Horacio se había sentado en la mesa y, sin mirarme, moviendo la palma de la mano hacia abajo, me mandó sentar también. El comedor del hostal estaba vacío y los compañeros de Marina habían subido a sus habitaciones para ultimar el equipaje. Antes de seguir hablando meditó sus palabras entretenido en las migas de pan que se esparcían por encima de la mesa, sin que Marina se atreviese a abrir la boca.
-Yo era muy joven y hacía tiempo que me había marchado de Cela. Y aquí se quedaron mis recuerdos. La judicatura me consumía las horas y lo cierto que ni antes, ni ahora he sido demasiado pródigo en aficiones ajenas al trabajo, por lo que encontré en la Iglesia de San Cristóbal, en nuestra iglesia, un buen refugio en el que escabullirme a deshoras y seguir unido al pueblo.
-En lo primero que me centré fue en la imagen del San Cristóbal que está en la fachada de nuestra casa –Horacio me soltó una mirada de reojo al hablar en plural cuando se refería a la propiedad de la casa, y me vino de nuevo una gratificante sensación de hogar-, como habrás podido observar un claro añadido. Aprovechando una notas de mi abuelo, los archivos del Ayuntamiento y con la ayuda del que era entonces el párroco de la iglesia, el Padre Damián, redacté un artículo para una revista local explicando los pormenores del traslado de la imagen de San Cristóbal a nuestra casa, después del terremoto de finales del XIX, intentando justificar lo acertado de la decisión que se adoptó a la vista de lo dañada que quedó la cornisa que sostenía la imagen, incapaz de sostener al gigante.

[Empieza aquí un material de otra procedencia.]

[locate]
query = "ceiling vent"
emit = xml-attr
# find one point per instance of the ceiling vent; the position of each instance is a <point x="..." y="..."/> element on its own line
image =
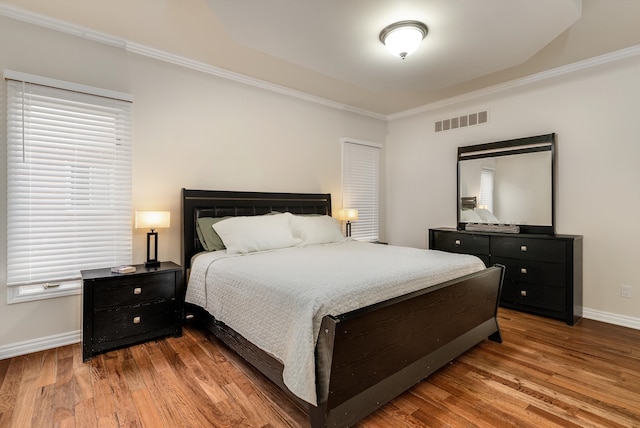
<point x="462" y="121"/>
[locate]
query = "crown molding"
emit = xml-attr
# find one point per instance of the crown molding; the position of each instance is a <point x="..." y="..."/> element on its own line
<point x="523" y="81"/>
<point x="135" y="48"/>
<point x="19" y="14"/>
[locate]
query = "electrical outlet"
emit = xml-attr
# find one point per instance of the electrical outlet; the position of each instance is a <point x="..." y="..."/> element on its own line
<point x="625" y="291"/>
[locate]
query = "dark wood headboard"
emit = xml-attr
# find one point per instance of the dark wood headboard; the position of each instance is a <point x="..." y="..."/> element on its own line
<point x="220" y="203"/>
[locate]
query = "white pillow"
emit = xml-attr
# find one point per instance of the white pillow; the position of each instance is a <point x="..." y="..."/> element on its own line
<point x="242" y="235"/>
<point x="316" y="229"/>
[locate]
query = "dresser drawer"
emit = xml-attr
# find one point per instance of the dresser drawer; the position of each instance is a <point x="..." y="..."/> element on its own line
<point x="133" y="290"/>
<point x="544" y="250"/>
<point x="533" y="295"/>
<point x="466" y="243"/>
<point x="551" y="274"/>
<point x="130" y="321"/>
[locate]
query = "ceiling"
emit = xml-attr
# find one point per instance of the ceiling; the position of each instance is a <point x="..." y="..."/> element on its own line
<point x="330" y="48"/>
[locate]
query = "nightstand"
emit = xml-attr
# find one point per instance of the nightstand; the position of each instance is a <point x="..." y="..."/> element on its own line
<point x="122" y="309"/>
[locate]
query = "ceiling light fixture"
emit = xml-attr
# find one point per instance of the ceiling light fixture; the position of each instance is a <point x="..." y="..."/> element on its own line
<point x="404" y="37"/>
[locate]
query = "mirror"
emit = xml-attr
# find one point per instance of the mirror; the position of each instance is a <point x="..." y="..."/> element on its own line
<point x="507" y="186"/>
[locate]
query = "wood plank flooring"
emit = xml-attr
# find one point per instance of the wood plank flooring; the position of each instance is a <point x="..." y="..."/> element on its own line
<point x="544" y="374"/>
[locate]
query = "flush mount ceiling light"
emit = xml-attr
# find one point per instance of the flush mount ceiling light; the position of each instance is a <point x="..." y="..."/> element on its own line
<point x="404" y="37"/>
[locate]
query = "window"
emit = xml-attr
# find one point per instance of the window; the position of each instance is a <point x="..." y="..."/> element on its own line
<point x="360" y="186"/>
<point x="68" y="184"/>
<point x="486" y="188"/>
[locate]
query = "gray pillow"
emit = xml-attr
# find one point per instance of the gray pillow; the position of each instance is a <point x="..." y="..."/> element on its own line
<point x="208" y="237"/>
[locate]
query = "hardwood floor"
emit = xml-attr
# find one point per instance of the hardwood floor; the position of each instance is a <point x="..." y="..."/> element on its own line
<point x="544" y="374"/>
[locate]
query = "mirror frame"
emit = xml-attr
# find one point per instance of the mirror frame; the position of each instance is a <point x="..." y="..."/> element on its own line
<point x="534" y="144"/>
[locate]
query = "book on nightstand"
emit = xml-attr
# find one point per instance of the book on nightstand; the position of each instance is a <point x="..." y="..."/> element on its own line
<point x="123" y="269"/>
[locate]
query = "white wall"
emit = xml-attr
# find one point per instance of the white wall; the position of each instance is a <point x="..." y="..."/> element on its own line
<point x="595" y="115"/>
<point x="191" y="130"/>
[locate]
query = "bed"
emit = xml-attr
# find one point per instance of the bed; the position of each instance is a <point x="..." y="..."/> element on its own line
<point x="361" y="357"/>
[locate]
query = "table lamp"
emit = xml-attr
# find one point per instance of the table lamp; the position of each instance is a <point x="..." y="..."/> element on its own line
<point x="152" y="220"/>
<point x="348" y="215"/>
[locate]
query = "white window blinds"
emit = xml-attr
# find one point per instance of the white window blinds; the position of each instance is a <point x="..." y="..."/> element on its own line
<point x="360" y="187"/>
<point x="69" y="184"/>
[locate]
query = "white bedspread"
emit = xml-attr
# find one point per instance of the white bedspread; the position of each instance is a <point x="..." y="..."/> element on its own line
<point x="276" y="299"/>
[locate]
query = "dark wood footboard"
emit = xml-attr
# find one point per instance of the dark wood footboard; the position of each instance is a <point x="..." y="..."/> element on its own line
<point x="367" y="357"/>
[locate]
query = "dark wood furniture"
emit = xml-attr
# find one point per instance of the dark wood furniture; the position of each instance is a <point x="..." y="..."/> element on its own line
<point x="543" y="272"/>
<point x="123" y="309"/>
<point x="366" y="357"/>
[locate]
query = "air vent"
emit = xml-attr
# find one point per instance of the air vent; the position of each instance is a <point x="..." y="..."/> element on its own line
<point x="462" y="121"/>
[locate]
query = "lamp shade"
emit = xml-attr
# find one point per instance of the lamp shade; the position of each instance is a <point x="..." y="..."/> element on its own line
<point x="348" y="214"/>
<point x="403" y="38"/>
<point x="152" y="219"/>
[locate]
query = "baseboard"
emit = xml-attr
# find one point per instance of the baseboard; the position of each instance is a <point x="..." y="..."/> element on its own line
<point x="621" y="320"/>
<point x="40" y="344"/>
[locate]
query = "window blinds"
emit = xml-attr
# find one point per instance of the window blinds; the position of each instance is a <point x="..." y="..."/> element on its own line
<point x="360" y="187"/>
<point x="69" y="183"/>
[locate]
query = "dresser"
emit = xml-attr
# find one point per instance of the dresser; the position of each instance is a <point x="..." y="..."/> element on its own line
<point x="543" y="273"/>
<point x="122" y="309"/>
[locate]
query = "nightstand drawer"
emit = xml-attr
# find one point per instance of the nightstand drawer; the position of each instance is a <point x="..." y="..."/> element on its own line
<point x="460" y="243"/>
<point x="131" y="321"/>
<point x="134" y="290"/>
<point x="544" y="250"/>
<point x="551" y="274"/>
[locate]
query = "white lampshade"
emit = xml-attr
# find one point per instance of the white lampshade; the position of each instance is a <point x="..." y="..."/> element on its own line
<point x="403" y="38"/>
<point x="348" y="214"/>
<point x="152" y="219"/>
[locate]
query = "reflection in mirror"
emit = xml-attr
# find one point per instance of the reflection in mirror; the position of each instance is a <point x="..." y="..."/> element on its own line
<point x="508" y="183"/>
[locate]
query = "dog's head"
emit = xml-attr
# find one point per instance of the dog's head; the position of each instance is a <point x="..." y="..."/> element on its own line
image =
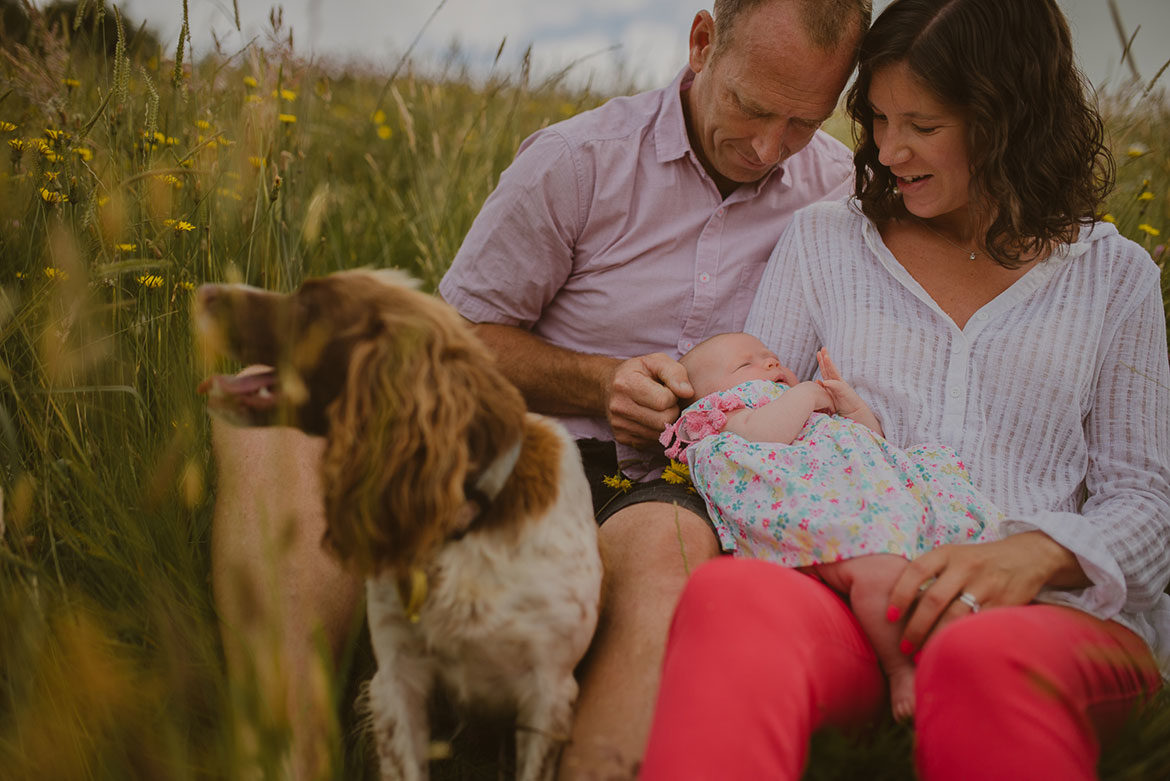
<point x="410" y="401"/>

Para mí aquello fue un juego, un divertimento, y lo cierto es que la historia que conté no se sujetó con rigor a los hechos que la documentación que tenía delante me detallaban. No era ése mi objetivo. La frase lapidaria de la entrada, la certeza de que no estaba ahí cuando la iglesia se construyó y otros descubrimientos que hice con posterioridad, le dieron a la historia un aire novelado que a unos gustó y a otros, por lo visto, disgustó bastante. El hecho es que, animado por varios amigos y el padre Damián, al año siguiente continué con la historia que principió con el traslado del gigantón San Cristóbal. A esa continuación la titulé Mammon, el demonio de la codicia, el dios del lucro.
Marina, intentando asociar ideas, pensaba en el demonio que había aparecido en su reportaje, cuando entró repentinamente en el salón Amos Palafrén, apartando a empellones unas sillas que se le interpusieron en el camino.
-¿Os habéis enterado ya?... ¿Qué no es está pasando?... -no sólo los andares de Amos se aturullaban-. Cela se está hundiendo... Esto se desmorona Horacio.
-Bueno Amós, no te preocupes y tranquilízate que al final todo tiene arreglo -el destrozo de la unidad móvil seguía instalado en la cabeza de Horacio, sin poder imaginar lo que ese día comenzaba.
-¿Qué dices Horacio?..., ¿Cómo que todo se arregla?. Don Tomás… ¿No te has enterado?